Interest rate cut unlikely as Mervyn King explains sharp rise in inflation

As Mervyn King explains the 4.7 percent rise in inflation, all hopes of an early interest rate cut disappears. This comes as Chancellor Alistair Darling opened a letter from Mervyn King which explains why inflation is running at double the banks normal 2 percent target. It also stated in the letter from Mr King that the position has got worse since his previous letter in June.

As leaping food and utility prices overshadowed the decrease in oil prices, sending the inflation to rise to 4.7 percent in the year to August. However, the monetary policy committee who set the banks interest rate is expecting inflation to peak soon at around 5 percent, significantly higher than they first thought in June.

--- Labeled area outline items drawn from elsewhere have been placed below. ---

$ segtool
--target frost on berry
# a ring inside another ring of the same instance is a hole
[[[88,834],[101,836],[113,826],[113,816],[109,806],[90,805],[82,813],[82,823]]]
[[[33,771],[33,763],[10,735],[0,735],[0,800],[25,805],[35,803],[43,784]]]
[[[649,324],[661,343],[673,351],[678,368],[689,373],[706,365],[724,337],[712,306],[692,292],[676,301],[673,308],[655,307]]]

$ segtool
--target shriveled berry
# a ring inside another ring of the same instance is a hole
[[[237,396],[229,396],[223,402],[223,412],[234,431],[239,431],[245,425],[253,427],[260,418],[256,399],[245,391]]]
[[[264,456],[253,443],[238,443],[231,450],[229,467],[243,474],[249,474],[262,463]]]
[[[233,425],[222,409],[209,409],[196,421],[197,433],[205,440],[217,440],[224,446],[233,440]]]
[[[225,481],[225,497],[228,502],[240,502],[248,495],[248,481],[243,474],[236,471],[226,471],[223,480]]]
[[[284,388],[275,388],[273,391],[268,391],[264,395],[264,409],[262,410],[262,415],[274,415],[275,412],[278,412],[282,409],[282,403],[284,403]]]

The governor wrote if they allow an increase in inflation to become embedded in expectations then a prolonged period of depressed activity and high unemployment is ultimately required to get inflation back down,” “And because the peak in [consumer price] inflation is expected to be higher than three months ago, the risk that it may have an effect on other prices and costs is now greater.

“For that reason, the committee has become firmer in its belief that a period of muted economic growth is necessary to dampen pressures on prices and wages and return inflation to the target.”
Pleas for him to relax the Bank’s target were rejected by the Chancellor in his reply.